Masalah apa yang bisa terjadi pada disfagia?

Disfagia atau gangguan menelan makanan adalah masalah umum pada orang yang menderita kerusakan saraf dan dapat memiliki konsekuensi serius. Dalam artikel ini kami akan menjelaskan mengapa disfagia terjadi, bagaimana direhabilitasi dan rekomendasi apa yang harus diikuti orang yang terkena untuk makan dengan aman.

Apa itu disfagia?

Disfagia adalah gangguan dalam menelan makanan atau air liur. Ini memanifestasikan dirinya dengan berbagai tanda, seperti batuk, mati lemas, infeksi pernapasan atau penurunan berat badan, antara lain. Disfagia disebabkan antara lain penyakit atau cedera neurologis, seperti stroke, trauma kepala , penyakit neurodegeneratif, dan cedera tulang belakang tinggi . Kanker kepala dan leher juga dapat menyebabkannya, meskipun dalam artikel ini kita akan merujuk pada kanker yang berhubungan dengan kelainan neurologis yang didapat pada masa dewasa. Disfagia dapat menyebabkan konsekuensi medis yang serius seperti pneumonia aspirasi atau malnutrisi.

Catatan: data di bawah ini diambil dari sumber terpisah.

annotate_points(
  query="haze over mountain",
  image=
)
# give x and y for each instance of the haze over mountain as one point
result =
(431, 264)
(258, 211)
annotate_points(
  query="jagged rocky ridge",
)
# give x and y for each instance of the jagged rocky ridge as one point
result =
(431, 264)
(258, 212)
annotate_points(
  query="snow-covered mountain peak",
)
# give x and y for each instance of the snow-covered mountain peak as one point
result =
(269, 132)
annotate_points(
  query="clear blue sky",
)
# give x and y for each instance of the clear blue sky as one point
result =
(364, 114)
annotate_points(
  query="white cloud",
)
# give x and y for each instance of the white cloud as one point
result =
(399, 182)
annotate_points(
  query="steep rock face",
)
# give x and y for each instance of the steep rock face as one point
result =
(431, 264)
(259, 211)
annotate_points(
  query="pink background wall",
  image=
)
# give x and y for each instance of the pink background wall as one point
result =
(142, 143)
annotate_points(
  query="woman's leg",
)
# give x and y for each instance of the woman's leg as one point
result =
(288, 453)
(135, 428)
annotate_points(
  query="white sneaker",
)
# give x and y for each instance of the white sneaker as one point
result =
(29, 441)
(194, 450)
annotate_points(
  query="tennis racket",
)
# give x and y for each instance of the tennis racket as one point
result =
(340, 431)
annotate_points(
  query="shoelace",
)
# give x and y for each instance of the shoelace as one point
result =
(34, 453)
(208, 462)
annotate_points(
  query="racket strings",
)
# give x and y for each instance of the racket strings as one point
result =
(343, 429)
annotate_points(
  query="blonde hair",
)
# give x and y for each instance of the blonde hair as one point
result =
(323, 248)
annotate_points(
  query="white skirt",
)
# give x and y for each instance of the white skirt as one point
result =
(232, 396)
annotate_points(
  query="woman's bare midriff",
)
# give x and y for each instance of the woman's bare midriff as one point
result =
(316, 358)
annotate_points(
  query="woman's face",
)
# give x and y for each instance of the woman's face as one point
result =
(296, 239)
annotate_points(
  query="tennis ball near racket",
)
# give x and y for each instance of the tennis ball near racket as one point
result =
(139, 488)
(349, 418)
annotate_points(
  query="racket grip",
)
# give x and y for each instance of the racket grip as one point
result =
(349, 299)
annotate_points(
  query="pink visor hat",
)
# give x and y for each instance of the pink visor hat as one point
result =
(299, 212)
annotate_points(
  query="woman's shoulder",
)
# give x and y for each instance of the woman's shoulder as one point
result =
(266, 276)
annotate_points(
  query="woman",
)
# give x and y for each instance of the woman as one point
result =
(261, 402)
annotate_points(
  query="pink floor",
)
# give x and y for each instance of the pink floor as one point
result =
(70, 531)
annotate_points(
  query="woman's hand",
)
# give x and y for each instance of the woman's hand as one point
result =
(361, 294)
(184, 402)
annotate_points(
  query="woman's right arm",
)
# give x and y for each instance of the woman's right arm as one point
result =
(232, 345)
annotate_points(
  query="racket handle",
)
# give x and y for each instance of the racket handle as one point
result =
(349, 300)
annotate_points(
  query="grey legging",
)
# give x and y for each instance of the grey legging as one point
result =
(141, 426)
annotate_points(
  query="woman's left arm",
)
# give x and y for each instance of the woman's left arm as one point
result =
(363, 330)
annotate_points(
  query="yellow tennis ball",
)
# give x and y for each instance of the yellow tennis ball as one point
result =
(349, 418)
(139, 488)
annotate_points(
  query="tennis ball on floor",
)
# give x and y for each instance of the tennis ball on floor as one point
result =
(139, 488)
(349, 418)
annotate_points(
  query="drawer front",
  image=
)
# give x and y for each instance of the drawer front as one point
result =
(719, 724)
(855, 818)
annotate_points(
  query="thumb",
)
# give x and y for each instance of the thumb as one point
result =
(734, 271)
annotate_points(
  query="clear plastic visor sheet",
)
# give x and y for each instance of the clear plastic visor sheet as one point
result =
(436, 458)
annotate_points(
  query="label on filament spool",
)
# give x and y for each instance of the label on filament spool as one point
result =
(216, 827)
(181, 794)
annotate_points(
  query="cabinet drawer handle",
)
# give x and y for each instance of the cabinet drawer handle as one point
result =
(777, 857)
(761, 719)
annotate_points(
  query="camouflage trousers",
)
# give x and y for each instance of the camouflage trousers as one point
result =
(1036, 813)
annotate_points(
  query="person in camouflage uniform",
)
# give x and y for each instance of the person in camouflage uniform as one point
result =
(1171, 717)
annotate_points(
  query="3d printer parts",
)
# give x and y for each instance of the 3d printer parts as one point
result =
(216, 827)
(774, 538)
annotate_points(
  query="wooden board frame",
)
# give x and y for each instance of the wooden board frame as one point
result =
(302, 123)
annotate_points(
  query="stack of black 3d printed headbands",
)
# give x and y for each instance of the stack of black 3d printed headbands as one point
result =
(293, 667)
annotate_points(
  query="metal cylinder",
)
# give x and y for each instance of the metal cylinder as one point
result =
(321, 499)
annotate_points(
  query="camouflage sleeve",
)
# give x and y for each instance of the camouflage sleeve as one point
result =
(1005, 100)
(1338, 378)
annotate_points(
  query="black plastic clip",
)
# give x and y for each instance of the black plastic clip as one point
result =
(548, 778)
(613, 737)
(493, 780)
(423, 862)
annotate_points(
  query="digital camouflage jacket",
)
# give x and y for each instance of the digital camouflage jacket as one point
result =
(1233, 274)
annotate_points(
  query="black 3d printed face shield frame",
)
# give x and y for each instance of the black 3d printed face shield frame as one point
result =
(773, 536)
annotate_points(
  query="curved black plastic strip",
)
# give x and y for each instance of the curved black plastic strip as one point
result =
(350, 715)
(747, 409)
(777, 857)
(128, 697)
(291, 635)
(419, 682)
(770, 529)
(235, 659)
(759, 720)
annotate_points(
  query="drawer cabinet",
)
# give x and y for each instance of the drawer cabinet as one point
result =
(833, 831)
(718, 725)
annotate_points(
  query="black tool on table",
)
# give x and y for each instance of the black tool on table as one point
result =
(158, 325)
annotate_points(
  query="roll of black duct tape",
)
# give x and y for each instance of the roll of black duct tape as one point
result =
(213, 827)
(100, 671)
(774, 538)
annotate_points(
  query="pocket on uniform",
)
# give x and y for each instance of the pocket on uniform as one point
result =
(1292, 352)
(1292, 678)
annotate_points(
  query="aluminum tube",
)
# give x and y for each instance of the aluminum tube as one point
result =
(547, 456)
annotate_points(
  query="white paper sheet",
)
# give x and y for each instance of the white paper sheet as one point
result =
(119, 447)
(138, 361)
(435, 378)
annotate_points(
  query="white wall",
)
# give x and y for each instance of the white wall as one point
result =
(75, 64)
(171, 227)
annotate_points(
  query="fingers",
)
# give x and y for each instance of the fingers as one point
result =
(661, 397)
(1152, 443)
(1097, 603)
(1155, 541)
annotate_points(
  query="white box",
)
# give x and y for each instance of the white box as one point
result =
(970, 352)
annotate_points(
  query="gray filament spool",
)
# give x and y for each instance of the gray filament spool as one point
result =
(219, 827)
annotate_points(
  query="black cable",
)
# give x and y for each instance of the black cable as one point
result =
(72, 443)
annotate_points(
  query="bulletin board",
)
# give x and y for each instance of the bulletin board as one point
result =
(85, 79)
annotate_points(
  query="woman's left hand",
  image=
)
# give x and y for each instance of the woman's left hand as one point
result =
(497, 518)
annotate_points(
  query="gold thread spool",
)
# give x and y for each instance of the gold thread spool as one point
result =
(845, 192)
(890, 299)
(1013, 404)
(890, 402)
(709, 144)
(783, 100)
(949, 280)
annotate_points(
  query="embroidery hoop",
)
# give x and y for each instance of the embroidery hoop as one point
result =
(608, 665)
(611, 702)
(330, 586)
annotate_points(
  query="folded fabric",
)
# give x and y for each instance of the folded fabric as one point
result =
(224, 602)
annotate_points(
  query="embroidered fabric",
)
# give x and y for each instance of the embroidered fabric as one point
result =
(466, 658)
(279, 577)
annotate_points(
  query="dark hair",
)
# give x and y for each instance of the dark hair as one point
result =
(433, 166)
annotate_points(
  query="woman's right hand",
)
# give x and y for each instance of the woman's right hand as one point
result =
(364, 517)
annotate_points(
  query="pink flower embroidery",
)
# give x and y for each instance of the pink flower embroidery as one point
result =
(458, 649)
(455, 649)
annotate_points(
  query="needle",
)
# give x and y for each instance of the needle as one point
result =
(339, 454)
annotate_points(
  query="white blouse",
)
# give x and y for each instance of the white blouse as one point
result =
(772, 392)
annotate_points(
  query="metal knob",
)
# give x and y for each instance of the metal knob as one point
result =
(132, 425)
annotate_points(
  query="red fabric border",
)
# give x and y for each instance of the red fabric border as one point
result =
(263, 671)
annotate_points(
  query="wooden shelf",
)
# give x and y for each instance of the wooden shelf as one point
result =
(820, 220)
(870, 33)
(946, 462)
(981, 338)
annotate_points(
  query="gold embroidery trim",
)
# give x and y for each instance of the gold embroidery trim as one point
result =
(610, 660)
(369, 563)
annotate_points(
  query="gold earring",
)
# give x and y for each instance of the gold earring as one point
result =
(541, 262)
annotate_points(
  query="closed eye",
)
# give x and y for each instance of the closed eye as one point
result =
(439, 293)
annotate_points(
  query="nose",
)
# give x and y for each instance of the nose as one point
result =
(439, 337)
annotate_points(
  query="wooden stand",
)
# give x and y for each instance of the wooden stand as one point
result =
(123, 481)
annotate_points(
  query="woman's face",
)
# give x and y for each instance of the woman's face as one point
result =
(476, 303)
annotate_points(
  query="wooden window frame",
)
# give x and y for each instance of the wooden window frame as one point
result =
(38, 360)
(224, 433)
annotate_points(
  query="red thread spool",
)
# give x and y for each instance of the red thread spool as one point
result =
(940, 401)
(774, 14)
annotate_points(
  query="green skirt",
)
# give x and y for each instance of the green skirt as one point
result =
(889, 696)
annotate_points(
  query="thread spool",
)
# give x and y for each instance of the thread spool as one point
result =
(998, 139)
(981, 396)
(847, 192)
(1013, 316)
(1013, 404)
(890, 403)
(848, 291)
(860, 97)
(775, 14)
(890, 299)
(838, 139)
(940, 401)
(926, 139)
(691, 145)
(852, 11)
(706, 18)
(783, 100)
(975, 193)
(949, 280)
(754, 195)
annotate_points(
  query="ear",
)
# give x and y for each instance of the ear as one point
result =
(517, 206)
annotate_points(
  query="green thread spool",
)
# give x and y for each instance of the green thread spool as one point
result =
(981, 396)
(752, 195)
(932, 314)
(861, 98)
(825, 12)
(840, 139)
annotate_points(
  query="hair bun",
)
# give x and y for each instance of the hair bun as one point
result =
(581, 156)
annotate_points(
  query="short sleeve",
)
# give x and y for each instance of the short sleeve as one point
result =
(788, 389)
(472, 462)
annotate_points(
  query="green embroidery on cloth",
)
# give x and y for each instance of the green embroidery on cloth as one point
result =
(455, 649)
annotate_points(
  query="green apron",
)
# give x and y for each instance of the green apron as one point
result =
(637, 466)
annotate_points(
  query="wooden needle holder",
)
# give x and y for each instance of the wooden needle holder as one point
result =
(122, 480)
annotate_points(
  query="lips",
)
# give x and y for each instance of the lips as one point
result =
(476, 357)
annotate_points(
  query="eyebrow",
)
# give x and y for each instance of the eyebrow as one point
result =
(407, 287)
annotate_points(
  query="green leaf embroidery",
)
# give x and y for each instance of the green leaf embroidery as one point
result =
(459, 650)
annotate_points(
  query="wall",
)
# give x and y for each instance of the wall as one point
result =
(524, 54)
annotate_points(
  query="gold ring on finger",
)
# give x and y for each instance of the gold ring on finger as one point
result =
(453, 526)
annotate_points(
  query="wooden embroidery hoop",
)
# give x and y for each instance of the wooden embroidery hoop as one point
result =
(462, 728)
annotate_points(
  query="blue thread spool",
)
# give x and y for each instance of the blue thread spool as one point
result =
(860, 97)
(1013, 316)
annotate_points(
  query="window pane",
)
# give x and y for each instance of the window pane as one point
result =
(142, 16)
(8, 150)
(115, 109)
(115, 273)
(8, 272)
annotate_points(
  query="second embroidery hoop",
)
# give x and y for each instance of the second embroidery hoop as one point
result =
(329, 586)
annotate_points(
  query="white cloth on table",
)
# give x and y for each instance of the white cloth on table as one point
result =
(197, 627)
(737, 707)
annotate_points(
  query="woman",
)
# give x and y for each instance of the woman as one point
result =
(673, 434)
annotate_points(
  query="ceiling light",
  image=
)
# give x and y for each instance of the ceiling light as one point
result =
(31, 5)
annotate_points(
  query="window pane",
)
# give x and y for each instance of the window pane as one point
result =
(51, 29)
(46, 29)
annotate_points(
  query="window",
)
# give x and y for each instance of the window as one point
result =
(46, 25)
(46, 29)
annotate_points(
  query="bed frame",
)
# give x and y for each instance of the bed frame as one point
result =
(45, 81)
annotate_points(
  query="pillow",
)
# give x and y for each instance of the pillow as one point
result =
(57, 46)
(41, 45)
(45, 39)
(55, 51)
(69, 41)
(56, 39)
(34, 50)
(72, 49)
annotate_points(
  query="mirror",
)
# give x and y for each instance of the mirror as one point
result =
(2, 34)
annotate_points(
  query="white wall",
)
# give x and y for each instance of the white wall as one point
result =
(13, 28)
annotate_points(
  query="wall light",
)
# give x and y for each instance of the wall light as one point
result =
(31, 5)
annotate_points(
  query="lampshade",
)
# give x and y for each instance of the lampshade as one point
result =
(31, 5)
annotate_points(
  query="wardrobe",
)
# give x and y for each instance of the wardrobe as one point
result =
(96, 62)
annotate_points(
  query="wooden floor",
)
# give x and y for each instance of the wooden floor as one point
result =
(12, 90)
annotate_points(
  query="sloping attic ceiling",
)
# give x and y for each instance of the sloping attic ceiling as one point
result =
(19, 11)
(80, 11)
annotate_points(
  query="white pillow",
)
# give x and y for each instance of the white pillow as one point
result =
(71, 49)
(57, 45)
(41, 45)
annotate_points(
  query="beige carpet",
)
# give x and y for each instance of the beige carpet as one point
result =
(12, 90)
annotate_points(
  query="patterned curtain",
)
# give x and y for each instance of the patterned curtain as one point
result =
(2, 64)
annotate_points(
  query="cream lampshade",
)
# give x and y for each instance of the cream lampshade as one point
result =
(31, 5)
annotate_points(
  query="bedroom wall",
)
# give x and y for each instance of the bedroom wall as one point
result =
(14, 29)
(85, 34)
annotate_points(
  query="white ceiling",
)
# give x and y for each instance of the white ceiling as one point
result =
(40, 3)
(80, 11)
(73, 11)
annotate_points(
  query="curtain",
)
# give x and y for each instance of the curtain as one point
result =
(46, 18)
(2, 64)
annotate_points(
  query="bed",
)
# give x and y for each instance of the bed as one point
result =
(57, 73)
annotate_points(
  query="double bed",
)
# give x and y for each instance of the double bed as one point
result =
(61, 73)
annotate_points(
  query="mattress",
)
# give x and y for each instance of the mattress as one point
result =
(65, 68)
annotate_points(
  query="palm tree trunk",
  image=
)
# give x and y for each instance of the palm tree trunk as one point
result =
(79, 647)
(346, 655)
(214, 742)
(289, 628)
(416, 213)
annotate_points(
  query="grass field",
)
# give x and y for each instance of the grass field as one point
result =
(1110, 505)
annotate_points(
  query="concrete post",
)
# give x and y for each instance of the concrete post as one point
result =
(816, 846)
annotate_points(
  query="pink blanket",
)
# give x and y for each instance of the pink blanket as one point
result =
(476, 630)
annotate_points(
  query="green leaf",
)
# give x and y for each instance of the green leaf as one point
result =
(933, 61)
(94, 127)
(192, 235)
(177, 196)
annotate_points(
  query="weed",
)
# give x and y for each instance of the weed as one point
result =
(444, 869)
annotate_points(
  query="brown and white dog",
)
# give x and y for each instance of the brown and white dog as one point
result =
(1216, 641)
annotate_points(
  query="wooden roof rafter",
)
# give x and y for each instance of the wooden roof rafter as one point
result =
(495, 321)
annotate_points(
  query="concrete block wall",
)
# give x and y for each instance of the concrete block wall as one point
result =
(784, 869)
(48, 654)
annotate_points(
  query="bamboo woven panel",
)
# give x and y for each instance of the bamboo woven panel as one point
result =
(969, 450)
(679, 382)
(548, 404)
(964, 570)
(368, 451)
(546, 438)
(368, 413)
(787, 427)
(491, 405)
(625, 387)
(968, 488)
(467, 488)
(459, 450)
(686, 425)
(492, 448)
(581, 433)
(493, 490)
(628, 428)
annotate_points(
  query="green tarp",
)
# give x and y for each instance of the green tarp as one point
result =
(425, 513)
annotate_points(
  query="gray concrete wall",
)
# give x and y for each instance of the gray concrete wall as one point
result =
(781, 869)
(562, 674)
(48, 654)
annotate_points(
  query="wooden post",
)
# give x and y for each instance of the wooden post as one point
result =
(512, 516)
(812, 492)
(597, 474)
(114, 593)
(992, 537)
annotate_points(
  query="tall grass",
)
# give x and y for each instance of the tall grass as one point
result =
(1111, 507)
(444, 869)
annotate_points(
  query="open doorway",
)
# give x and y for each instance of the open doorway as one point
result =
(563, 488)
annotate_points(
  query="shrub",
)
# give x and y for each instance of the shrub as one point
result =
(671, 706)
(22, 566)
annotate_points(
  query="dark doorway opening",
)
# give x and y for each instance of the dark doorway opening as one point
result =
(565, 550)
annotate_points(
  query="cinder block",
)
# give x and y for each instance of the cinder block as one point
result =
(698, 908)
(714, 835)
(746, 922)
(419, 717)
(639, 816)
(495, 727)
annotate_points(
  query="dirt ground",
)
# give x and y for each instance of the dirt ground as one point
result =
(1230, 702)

Ini juga memiliki konsekuensi psikososial, karena makan adalah aktivitas dengan dimensi sosial dan menyenangkan yang secara signifikan mempengaruhi kualitas hidup.

Pendekatan untuk disfagia adalah tugas tim interdisipliner yang terdiri dari dokter, terapis wicara, perawat, dan profesional lainnya, tergantung pada setiap kasus.

Namun, bersama dengan tim, peran pasien atau pengasuh mereka sangat penting, yang harus mengetahui, memahami, dan secara ketat mengikuti pedoman makan yang aman dan latihan yang direkomendasikan dalam setiap kasus.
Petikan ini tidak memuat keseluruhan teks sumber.